New words for Advance Australia Fair to reflect new reality (20 October 2015)

Deborah Cheetham, Yorta Yorta woman, academic and singer says why she turned down the chance to sing the National Anthem at the AFL Grand Final because she objected to the words ‘we are young and free’. She presents new words written in 2009 by Judith Durham and asks important questions.

Setting aside for a moment 70,000 years of Indigenous cultures, 114 years on from Federation and 227 years into colonisation, at the very least, those words don’t reflect who we are. As Australians, can we aspire to be young forever? If we are ever to mature we simply cannot cling to this desperate premise.

How much better would it be if were to finally acknowledge the nuanced and sophisticated society discovered by those who arrived 230 years ago was deliberately and systematically overlooked? What if the next person to sing the anthem at the AFL Grand Final were to reach beyond the Western imperial history and harness the power of 70,000 years of accumulated wisdom and knowledge?

Goodes on healing wounds in country (14 October 2015)

Adam Goodes interviewed on how returning to country helped him deal with racist abuse. Plus Tim Winton on country for all of us.

Indigenous suicide rates; Keeping Place or French boondoggle? (13 October 2015)

The Conversation (Geetha Ranmuthugala and Melissa Stoneham) looks at the evidence about Indigenous suicide rates in Northern Australia while Paul Daley in Guardian Australia argues that the $100 million earmarked for the Monash interpretive centre in France be devoted instead to building a Keeping Place for stolen Indigenous remains.

Frontier Wars book wins prize; Stan Grant at Poisoned Waterhole Creek (12 October 2015)

Libby Connors’ book Warrior: A Legendary Leader’s Dramatic Life and Violent Death on the Colonial Frontier has won the Queensland Premier’s Award for a work of State Significance. Marion Diamond writes about the book and about the politics of literary awards in the Sunshine State. Praising the book, author John Birmingham said: ‘Connors lays down the hard truth. Not all our warriors were Anzacs.
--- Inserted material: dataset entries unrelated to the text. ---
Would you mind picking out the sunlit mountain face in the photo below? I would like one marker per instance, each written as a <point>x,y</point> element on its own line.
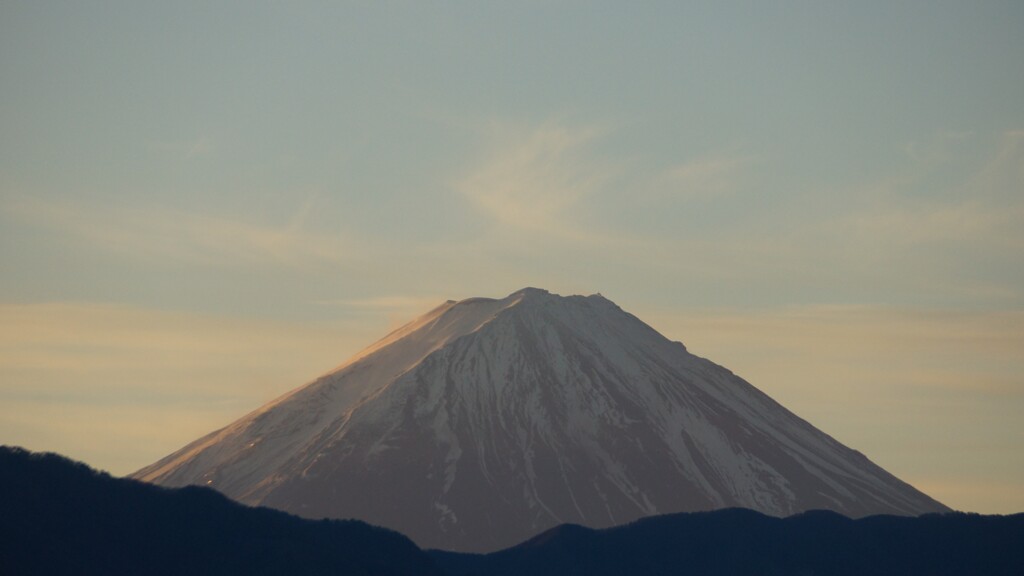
<point>485,421</point>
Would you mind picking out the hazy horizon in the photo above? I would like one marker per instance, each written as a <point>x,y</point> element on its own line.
<point>205,206</point>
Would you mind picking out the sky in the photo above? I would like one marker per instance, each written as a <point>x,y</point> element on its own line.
<point>205,205</point>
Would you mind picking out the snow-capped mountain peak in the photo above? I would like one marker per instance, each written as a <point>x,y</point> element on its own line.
<point>484,421</point>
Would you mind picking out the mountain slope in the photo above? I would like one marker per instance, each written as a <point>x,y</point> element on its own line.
<point>485,421</point>
<point>59,517</point>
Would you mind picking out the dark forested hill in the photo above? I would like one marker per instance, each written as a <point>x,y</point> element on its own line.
<point>744,542</point>
<point>59,517</point>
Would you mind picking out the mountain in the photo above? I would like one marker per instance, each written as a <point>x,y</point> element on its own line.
<point>58,517</point>
<point>485,421</point>
<point>740,542</point>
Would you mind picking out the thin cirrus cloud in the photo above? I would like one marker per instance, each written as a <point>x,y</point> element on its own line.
<point>190,237</point>
<point>551,180</point>
<point>536,179</point>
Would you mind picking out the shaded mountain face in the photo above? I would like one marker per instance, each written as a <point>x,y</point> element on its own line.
<point>59,517</point>
<point>485,421</point>
<point>743,542</point>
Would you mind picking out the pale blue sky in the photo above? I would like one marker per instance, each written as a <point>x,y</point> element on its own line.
<point>299,177</point>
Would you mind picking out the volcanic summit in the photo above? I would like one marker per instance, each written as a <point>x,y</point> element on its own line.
<point>485,421</point>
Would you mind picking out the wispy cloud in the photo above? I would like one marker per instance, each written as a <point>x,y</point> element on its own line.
<point>537,179</point>
<point>705,177</point>
<point>150,232</point>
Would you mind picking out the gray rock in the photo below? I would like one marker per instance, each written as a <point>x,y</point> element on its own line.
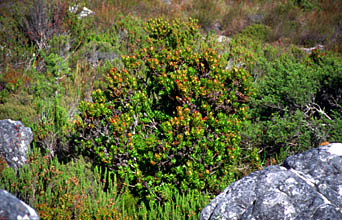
<point>13,208</point>
<point>306,186</point>
<point>15,141</point>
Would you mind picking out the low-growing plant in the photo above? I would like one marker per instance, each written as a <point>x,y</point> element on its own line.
<point>170,119</point>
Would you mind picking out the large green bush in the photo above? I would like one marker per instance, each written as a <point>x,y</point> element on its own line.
<point>171,117</point>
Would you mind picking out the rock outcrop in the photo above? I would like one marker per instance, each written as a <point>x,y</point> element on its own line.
<point>306,186</point>
<point>15,141</point>
<point>13,208</point>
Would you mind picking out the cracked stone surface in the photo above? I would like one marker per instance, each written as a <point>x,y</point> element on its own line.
<point>13,208</point>
<point>15,141</point>
<point>306,186</point>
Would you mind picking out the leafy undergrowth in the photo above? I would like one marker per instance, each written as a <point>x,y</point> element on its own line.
<point>164,114</point>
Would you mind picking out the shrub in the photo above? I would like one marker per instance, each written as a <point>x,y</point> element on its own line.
<point>295,102</point>
<point>170,118</point>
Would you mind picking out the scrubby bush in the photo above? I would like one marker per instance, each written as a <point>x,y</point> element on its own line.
<point>170,118</point>
<point>296,96</point>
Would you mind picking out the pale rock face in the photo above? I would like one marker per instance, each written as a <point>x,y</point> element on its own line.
<point>13,208</point>
<point>15,141</point>
<point>335,148</point>
<point>305,186</point>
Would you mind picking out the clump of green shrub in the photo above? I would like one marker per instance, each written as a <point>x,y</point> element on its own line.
<point>295,103</point>
<point>170,118</point>
<point>78,190</point>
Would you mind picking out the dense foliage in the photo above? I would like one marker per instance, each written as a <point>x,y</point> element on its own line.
<point>151,118</point>
<point>171,117</point>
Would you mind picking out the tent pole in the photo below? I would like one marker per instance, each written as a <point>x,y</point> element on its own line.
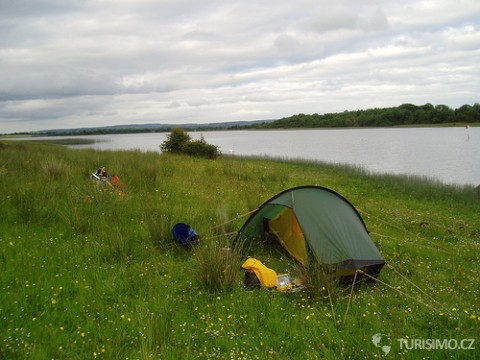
<point>350,298</point>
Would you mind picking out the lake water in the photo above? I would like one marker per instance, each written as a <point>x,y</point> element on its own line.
<point>450,155</point>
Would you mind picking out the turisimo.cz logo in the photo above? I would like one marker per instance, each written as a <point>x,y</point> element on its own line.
<point>436,344</point>
<point>383,342</point>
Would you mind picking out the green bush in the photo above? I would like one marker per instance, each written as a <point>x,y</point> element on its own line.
<point>178,141</point>
<point>200,148</point>
<point>175,141</point>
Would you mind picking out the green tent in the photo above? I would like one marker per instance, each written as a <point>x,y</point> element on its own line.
<point>316,223</point>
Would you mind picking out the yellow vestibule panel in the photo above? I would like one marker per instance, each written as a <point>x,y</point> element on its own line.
<point>266,276</point>
<point>286,228</point>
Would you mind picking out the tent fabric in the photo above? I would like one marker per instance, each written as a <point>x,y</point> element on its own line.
<point>286,228</point>
<point>331,228</point>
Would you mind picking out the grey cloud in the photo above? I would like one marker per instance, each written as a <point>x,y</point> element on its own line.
<point>105,62</point>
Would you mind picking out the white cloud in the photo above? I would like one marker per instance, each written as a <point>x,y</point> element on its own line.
<point>75,64</point>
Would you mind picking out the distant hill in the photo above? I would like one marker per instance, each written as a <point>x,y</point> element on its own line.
<point>142,128</point>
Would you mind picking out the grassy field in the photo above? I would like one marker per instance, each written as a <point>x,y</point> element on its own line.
<point>91,273</point>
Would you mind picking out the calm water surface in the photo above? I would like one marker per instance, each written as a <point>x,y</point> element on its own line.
<point>450,155</point>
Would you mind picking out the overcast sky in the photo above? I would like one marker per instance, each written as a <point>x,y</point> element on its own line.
<point>69,64</point>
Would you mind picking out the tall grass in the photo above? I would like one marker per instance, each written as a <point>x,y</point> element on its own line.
<point>88,273</point>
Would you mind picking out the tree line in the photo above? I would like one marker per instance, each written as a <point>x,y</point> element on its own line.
<point>403,115</point>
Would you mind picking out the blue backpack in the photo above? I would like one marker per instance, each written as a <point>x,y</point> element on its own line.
<point>184,234</point>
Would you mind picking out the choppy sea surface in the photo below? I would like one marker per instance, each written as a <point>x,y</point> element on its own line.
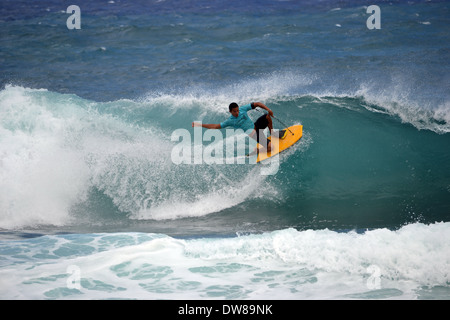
<point>92,205</point>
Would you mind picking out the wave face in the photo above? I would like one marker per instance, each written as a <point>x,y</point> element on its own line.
<point>362,162</point>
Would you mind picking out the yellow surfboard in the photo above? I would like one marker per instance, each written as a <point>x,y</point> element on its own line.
<point>292,136</point>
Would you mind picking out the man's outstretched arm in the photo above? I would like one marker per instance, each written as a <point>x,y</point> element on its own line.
<point>207,126</point>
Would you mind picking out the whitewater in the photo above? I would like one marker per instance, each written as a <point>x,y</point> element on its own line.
<point>92,205</point>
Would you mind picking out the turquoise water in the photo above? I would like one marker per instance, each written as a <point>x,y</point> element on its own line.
<point>92,205</point>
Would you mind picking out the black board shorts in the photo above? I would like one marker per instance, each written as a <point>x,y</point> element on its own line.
<point>260,124</point>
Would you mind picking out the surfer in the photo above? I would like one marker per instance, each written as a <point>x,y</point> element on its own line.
<point>240,120</point>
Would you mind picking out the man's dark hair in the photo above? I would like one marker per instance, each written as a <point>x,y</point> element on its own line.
<point>232,106</point>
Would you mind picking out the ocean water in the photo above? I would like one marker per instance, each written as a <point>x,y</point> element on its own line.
<point>92,205</point>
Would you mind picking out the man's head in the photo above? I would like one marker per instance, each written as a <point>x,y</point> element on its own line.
<point>234,109</point>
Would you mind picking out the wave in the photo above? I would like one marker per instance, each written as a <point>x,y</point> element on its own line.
<point>63,158</point>
<point>409,263</point>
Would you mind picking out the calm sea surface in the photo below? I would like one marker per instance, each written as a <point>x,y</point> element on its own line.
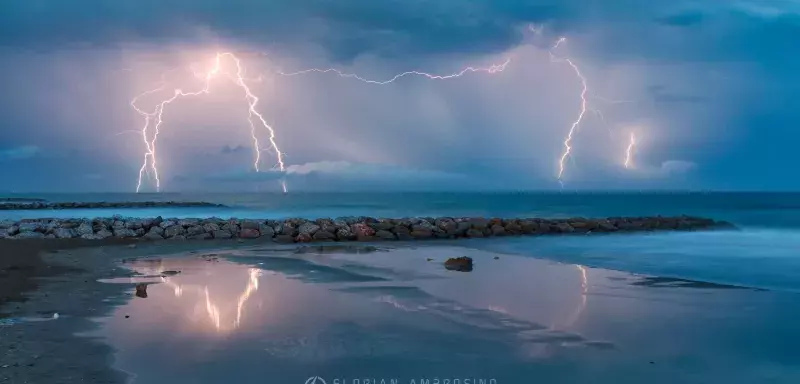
<point>765,254</point>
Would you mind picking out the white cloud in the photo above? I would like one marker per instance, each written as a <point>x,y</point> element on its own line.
<point>24,152</point>
<point>671,167</point>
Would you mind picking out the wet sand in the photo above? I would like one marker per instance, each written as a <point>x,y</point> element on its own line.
<point>39,278</point>
<point>564,322</point>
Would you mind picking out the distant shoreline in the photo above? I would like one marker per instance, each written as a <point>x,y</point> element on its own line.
<point>340,229</point>
<point>14,204</point>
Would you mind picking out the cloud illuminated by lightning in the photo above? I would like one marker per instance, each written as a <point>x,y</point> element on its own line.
<point>494,68</point>
<point>629,151</point>
<point>584,89</point>
<point>155,118</point>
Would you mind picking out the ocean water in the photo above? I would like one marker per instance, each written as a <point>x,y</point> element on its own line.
<point>251,315</point>
<point>764,254</point>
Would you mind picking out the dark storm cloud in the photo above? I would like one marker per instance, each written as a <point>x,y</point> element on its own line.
<point>683,19</point>
<point>227,150</point>
<point>661,94</point>
<point>401,28</point>
<point>736,60</point>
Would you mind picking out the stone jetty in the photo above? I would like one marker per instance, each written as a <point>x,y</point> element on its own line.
<point>340,229</point>
<point>11,205</point>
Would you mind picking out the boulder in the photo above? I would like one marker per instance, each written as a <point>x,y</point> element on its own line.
<point>421,233</point>
<point>64,233</point>
<point>194,230</point>
<point>123,232</point>
<point>324,236</point>
<point>284,239</point>
<point>29,235</point>
<point>221,234</point>
<point>345,234</point>
<point>249,233</point>
<point>210,227</point>
<point>385,235</point>
<point>303,238</point>
<point>200,236</point>
<point>498,230</point>
<point>153,235</point>
<point>362,230</point>
<point>175,230</point>
<point>308,229</point>
<point>474,232</point>
<point>460,264</point>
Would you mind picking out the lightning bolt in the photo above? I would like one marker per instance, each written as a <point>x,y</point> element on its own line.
<point>154,119</point>
<point>584,90</point>
<point>629,151</point>
<point>212,309</point>
<point>494,68</point>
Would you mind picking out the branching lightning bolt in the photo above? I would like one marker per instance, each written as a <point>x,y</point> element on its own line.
<point>155,118</point>
<point>629,151</point>
<point>494,68</point>
<point>584,89</point>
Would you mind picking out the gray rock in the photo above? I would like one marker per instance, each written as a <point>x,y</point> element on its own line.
<point>156,231</point>
<point>64,233</point>
<point>188,222</point>
<point>194,231</point>
<point>30,227</point>
<point>345,234</point>
<point>266,231</point>
<point>123,232</point>
<point>250,224</point>
<point>152,235</point>
<point>385,235</point>
<point>249,233</point>
<point>285,239</point>
<point>174,230</point>
<point>12,230</point>
<point>85,229</point>
<point>422,234</point>
<point>479,223</point>
<point>210,227</point>
<point>308,229</point>
<point>473,232</point>
<point>324,236</point>
<point>498,230</point>
<point>200,236</point>
<point>29,235</point>
<point>166,224</point>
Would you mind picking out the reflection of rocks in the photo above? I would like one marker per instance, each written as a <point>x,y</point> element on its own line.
<point>340,229</point>
<point>141,290</point>
<point>461,264</point>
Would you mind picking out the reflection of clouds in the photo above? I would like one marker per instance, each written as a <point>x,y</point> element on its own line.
<point>204,296</point>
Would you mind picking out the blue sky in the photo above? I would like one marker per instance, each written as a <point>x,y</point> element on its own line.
<point>708,88</point>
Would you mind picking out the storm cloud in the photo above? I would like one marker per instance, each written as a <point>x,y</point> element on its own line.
<point>708,82</point>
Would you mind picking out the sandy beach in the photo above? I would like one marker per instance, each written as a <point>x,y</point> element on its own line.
<point>355,310</point>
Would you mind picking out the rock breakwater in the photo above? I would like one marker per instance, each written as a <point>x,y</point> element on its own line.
<point>339,229</point>
<point>90,205</point>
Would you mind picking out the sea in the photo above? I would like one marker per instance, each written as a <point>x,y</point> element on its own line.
<point>764,253</point>
<point>663,307</point>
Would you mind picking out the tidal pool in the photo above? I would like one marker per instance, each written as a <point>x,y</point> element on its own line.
<point>397,315</point>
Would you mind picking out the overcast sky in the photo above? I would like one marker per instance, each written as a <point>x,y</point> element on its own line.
<point>707,88</point>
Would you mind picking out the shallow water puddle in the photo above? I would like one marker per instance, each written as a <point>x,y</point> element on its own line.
<point>344,316</point>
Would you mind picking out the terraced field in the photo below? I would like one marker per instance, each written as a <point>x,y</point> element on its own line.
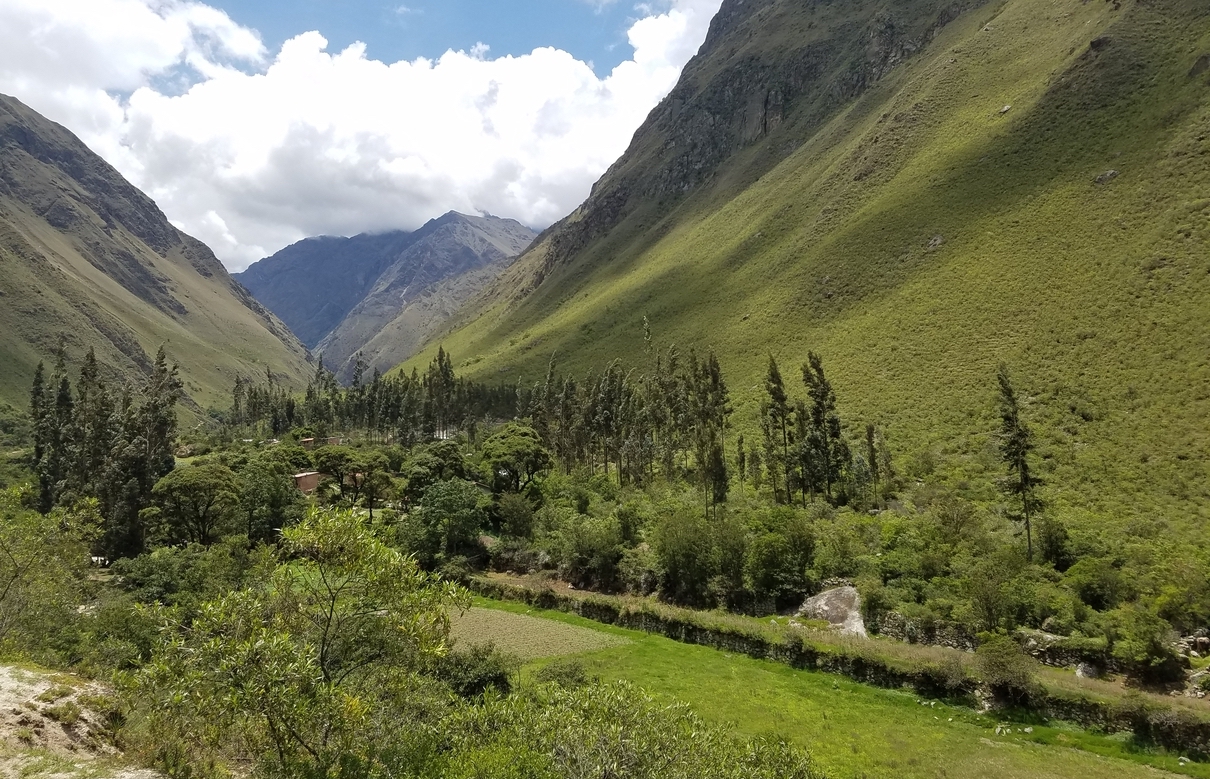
<point>529,638</point>
<point>853,731</point>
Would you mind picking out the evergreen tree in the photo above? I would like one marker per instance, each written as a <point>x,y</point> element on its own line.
<point>39,411</point>
<point>831,451</point>
<point>1015,446</point>
<point>778,411</point>
<point>871,456</point>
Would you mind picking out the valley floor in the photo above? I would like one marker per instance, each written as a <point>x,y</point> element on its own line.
<point>852,731</point>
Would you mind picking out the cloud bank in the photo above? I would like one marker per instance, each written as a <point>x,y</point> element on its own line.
<point>251,150</point>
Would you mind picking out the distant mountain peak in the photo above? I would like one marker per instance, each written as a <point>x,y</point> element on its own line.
<point>384,293</point>
<point>90,259</point>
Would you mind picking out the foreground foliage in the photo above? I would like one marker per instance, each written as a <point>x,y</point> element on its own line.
<point>326,669</point>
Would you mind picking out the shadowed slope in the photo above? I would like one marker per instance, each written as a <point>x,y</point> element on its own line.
<point>91,260</point>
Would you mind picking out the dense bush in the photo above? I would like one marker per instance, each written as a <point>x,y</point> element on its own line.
<point>1006,669</point>
<point>474,669</point>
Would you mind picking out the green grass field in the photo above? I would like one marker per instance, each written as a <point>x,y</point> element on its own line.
<point>851,730</point>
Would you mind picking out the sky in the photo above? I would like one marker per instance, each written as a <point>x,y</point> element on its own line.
<point>254,123</point>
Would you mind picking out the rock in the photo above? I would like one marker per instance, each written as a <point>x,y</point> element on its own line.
<point>840,606</point>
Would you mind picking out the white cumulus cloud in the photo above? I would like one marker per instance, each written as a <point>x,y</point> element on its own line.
<point>251,150</point>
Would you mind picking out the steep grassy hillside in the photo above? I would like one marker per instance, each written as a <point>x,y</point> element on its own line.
<point>1026,183</point>
<point>88,259</point>
<point>450,260</point>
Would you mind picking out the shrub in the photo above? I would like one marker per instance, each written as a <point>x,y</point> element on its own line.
<point>565,673</point>
<point>1142,646</point>
<point>1006,669</point>
<point>472,671</point>
<point>516,515</point>
<point>639,570</point>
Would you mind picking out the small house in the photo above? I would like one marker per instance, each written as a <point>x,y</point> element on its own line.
<point>306,482</point>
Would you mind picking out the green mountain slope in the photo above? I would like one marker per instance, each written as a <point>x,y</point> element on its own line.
<point>917,191</point>
<point>88,259</point>
<point>381,295</point>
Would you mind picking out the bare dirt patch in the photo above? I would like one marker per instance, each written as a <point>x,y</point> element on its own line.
<point>57,726</point>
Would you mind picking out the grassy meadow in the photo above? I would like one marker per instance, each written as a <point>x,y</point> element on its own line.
<point>851,730</point>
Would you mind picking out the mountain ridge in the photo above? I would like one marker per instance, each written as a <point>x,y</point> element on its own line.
<point>92,261</point>
<point>1020,185</point>
<point>380,295</point>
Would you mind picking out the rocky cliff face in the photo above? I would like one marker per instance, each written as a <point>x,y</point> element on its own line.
<point>91,260</point>
<point>382,295</point>
<point>744,85</point>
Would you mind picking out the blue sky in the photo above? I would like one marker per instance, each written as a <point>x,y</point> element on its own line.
<point>254,123</point>
<point>395,30</point>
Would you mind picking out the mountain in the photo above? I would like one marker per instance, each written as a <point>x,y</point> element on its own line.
<point>90,259</point>
<point>916,190</point>
<point>382,294</point>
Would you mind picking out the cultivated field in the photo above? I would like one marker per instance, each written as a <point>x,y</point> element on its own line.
<point>852,730</point>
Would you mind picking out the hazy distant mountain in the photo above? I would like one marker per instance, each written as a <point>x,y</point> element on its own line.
<point>382,294</point>
<point>88,258</point>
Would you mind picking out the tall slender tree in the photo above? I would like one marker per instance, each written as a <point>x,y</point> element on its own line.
<point>831,450</point>
<point>778,411</point>
<point>1015,446</point>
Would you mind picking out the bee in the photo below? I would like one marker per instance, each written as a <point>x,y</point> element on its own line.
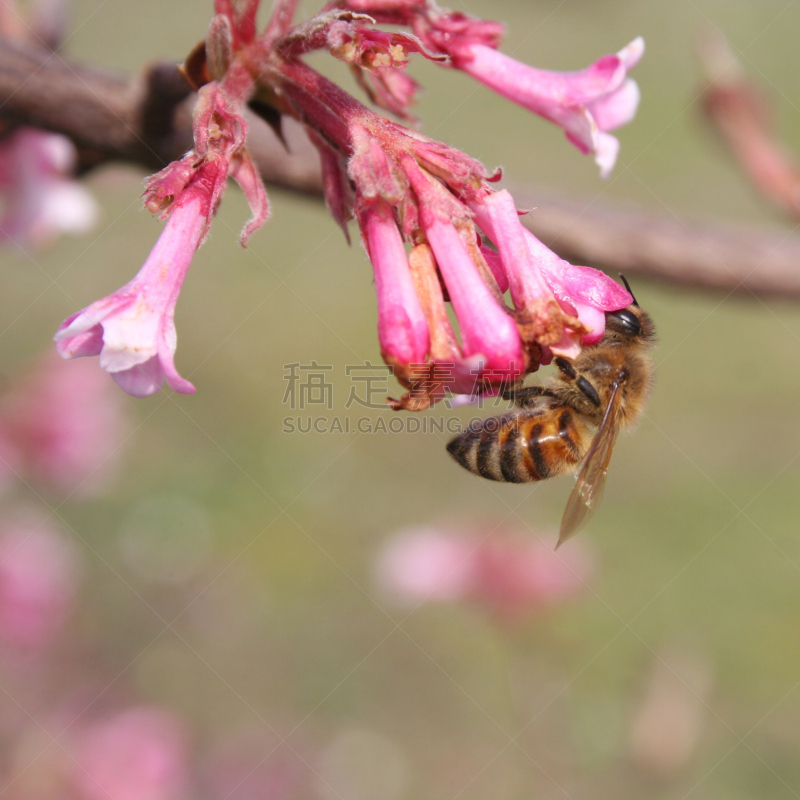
<point>570,422</point>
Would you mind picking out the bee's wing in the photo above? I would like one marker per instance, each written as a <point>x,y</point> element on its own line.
<point>591,479</point>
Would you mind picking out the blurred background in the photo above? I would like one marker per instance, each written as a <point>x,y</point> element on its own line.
<point>213,607</point>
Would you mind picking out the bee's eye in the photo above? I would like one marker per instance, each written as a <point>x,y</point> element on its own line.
<point>630,322</point>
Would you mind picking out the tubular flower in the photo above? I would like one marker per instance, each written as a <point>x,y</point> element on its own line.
<point>133,329</point>
<point>586,104</point>
<point>432,225</point>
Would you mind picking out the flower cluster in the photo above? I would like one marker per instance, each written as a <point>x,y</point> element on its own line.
<point>433,226</point>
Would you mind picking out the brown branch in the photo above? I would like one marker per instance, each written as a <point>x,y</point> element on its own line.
<point>719,256</point>
<point>145,120</point>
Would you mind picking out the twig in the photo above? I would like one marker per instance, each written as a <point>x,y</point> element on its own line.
<point>145,120</point>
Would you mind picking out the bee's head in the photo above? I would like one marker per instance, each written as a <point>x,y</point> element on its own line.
<point>629,324</point>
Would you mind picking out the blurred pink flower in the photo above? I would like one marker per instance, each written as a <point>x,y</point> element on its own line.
<point>669,718</point>
<point>38,577</point>
<point>62,425</point>
<point>505,573</point>
<point>139,754</point>
<point>247,766</point>
<point>41,200</point>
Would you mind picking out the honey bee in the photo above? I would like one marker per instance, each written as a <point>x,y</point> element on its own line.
<point>571,420</point>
Not all our wars were just‘.

Meanwhile, Indigenous journalist, Stan Grant, visits the site of an attack on Indigenous Australians.

Islands and creeks with such sinister names [Poisoned Waterhole and Murdering creeks]. Yet today we can be so oblivious. They are almost casual references to long-forgotten atrocities of our past …

We can wear our history so lightly in this country. Many people tell me still how they just don’t know what happened here among blacks and whites. But to us it is a living thing. It frames our identity, these stories of survival and our heroes who resisted and died.

We all need these stories. We all need our sacred places. That is why Gallipoli matters. That is why we stop on 25 April each year. Lest we forget.

That is why I have visited the resting place of Windradyne, marked with a headstone on a property near Bathurst. His grave is tended by the sons and daughters of the original settlers who came to Wiradjuri land.

Minister Wyatt; after Goodes (1 October 2015)

Ken Wyatt is interviewed after being appointed the first federal Indigenous minister. Sean Gorman writes about the legacy of Adam Goodes and the landscape he leaves.